A Playbook for Improving Unemployment Insurance Delivery

Draft Strike Team Assessment Output

Draft Strike Team Assessment Output

A process map of the claimant and employee experience of an unemployment claim, including, but not limited to:

  • Applying for “regular” UI
  • Applying for PUA
  • The process map(s) should include:
    • Names of underlying systems
    • Error rates
    • Volume rates
    • Processing times (e.g. this task takes, on average, 6 minutes)
    • Wait times (e.g. this task waits, on average, 6 days to be completed)
    • Type of employee who can complete a step and number of these employees, as applicable
    • Escape hatches
      • Ways escape hatch can be exploited and mitigating factors
      • Also note absent escape hatches

An instrumented dashboard that calculates backlog at least once per day.

  • Definition should be shared across sites and determined by U.S. DOL, though the underlying math will differ (could start with CA strike team definition)
  • This must have clear differentiation by claimant (e.g. one claimant can only count in the backlog once)

A workload management tool that enables leadership to work down claims most efficiently.

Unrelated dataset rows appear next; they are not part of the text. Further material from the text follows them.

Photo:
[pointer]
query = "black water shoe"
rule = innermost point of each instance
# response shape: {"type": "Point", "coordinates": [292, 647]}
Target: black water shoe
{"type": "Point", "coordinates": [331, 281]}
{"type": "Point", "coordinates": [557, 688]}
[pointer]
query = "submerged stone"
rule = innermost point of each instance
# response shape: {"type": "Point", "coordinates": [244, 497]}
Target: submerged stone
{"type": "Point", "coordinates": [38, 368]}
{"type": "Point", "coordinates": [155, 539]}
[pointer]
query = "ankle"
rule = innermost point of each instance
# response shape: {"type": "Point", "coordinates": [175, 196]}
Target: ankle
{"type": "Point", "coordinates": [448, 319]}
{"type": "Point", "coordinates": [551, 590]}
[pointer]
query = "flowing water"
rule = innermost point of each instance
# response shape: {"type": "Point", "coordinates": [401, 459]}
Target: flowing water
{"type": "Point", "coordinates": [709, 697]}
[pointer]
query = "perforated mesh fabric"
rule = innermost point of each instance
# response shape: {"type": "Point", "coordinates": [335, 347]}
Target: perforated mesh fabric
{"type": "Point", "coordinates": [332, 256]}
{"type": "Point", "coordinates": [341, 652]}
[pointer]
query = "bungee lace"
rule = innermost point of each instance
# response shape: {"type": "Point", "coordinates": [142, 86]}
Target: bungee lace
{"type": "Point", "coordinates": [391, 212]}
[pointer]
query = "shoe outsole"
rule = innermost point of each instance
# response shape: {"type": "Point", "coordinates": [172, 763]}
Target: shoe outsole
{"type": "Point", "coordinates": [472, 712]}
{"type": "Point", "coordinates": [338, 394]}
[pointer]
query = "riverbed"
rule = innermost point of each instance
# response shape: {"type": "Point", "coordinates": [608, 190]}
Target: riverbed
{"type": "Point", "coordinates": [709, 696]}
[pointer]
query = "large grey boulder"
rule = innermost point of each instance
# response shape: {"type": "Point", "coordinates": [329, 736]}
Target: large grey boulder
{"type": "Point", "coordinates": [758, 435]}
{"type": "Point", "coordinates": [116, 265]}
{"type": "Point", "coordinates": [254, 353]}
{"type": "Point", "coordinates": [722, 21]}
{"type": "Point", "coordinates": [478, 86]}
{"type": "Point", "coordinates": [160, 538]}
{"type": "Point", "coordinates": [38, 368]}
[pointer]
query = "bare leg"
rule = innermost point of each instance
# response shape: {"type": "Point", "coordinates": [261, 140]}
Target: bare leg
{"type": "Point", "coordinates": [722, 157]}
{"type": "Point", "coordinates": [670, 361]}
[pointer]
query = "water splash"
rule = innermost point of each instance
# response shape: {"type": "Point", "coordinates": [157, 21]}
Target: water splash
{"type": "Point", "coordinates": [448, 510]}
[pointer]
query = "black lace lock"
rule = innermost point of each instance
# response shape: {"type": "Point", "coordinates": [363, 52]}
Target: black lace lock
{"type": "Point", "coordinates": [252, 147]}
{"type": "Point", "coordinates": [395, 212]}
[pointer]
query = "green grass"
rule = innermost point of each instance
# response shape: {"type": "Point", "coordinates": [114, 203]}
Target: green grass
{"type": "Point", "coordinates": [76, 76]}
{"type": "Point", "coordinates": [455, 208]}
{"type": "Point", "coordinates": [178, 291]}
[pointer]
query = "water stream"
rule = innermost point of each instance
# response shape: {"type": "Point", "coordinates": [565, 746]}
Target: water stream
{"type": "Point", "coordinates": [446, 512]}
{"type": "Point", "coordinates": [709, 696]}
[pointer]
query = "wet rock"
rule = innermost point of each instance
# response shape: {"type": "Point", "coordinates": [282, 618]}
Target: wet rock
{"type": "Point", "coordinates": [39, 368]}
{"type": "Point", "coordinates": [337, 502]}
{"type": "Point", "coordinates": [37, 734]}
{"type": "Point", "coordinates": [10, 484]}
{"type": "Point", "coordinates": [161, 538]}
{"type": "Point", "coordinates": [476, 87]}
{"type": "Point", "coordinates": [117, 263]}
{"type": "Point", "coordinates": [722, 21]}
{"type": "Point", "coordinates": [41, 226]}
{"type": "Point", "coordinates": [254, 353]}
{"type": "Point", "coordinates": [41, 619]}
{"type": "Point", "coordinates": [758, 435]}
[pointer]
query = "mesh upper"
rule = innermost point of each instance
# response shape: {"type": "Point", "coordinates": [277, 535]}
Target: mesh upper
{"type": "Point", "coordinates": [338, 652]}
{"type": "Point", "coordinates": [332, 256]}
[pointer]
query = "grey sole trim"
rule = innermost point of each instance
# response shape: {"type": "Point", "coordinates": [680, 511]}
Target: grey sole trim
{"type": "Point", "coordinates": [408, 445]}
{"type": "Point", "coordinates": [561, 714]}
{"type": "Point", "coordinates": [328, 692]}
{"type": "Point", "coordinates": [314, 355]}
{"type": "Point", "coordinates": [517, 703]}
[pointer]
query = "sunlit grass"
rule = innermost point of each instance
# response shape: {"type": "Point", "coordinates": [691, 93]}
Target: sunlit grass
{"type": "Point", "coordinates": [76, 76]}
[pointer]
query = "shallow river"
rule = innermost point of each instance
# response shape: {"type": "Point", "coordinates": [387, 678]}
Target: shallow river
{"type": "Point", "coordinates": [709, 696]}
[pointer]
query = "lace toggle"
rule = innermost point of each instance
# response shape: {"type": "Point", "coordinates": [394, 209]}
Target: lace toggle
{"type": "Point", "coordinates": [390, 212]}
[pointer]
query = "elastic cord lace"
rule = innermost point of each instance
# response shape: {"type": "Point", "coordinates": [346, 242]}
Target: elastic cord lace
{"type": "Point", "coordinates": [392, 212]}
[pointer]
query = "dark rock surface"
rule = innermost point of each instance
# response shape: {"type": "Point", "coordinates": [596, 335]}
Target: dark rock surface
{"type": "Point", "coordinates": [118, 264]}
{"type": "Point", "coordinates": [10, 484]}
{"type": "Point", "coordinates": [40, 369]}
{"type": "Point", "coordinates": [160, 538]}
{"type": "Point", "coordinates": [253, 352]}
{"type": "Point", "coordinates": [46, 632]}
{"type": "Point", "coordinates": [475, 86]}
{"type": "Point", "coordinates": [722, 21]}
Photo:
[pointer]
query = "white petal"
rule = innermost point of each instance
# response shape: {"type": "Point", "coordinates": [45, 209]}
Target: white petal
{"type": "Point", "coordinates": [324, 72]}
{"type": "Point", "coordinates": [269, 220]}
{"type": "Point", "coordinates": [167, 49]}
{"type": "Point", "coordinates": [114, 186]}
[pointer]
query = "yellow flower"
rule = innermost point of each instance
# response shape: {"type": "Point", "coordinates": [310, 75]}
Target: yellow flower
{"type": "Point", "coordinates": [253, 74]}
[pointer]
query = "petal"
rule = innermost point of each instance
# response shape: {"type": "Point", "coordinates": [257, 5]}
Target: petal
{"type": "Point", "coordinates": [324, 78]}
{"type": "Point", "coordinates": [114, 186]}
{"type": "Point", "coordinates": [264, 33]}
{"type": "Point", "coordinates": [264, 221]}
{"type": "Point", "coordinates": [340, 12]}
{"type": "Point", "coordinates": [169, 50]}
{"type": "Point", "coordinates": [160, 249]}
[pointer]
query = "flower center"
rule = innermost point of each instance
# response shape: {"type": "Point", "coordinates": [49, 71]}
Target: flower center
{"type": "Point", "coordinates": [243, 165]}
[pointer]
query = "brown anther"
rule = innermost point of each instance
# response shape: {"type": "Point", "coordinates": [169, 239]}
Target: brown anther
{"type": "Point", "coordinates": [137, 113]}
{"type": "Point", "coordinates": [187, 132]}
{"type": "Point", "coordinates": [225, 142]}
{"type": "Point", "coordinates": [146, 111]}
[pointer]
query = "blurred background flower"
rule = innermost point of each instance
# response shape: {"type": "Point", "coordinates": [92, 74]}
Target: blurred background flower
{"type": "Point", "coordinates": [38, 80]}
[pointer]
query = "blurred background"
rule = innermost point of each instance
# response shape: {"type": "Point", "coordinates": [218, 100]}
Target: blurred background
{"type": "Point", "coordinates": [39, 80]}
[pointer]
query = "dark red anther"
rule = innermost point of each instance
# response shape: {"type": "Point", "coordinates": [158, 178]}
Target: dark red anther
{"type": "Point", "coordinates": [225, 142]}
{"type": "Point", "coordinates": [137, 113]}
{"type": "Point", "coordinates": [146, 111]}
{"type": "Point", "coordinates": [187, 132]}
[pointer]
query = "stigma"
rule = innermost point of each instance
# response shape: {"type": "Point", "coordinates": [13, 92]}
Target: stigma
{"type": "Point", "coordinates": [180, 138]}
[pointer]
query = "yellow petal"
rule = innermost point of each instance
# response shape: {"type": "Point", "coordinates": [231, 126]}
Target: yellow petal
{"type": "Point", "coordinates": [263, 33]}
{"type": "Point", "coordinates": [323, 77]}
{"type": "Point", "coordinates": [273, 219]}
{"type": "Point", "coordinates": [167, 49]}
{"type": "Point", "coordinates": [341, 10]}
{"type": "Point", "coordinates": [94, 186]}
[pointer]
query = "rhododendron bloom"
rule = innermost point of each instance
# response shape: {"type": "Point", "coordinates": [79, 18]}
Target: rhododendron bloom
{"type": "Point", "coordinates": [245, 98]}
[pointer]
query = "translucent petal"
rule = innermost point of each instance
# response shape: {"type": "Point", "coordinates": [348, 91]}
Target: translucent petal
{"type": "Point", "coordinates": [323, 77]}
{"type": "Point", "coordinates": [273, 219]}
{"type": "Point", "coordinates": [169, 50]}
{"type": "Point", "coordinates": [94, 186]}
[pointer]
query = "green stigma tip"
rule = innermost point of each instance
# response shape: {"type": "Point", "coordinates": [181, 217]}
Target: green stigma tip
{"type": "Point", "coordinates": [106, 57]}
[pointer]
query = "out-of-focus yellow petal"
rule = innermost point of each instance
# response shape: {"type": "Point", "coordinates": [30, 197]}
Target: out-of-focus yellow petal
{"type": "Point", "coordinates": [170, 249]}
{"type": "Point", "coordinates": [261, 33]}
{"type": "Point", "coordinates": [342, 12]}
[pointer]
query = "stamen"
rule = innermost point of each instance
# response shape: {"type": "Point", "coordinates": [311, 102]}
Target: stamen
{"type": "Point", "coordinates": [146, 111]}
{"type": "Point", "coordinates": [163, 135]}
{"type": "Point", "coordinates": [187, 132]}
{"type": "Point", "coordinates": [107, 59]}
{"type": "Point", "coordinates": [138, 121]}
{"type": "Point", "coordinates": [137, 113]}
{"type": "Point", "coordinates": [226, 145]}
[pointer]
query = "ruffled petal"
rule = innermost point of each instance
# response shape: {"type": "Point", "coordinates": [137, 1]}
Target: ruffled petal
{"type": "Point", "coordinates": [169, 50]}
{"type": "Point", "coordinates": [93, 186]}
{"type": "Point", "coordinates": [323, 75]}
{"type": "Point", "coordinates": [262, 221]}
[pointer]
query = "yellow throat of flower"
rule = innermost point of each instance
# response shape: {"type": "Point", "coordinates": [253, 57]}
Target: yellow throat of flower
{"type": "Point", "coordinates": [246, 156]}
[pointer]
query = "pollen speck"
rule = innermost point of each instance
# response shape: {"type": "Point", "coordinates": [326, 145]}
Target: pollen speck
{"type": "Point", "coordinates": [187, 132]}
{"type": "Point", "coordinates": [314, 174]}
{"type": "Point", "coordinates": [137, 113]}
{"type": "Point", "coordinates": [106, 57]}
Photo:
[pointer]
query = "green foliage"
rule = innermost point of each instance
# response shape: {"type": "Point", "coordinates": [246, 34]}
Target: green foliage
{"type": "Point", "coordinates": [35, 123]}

  • This can be a software tool or a spreadsheet
  • Each step should include:
    • Average time to complete step
    • Volume of claims in this step (# of pending tasks)
    • Number of available employees who can complete this task (averaging in average attendance)
    • Number of assigned employees
  • Steps must consider dependencies (e.g. if Step 2 follows Step 1, all claims that complete Step 1 on Monday should appear in Tuesday’s workload for Step 2)

A proposed mechanism for capturing and monitoring equitable outcomes (e.g. race, ethnicity, gender, age).

An initial plan for how the agency can realistically add automation and elastic resources to scale capacity up/down (with numbers).

An analysis of what, if any, shared service(s) the state does or could benefit from.

  • For existing shared services, details on what needs to be improved for it to be effective
  • For non-existent shared services, details on what it needs to do, and how the state would integrate with it

An initial plan for how the agency can define and concretely, automatically measure success in terms of benefits delivery for claimants (accuracy, timeliness, and equitable access), fraud reduction, and elastic capacity.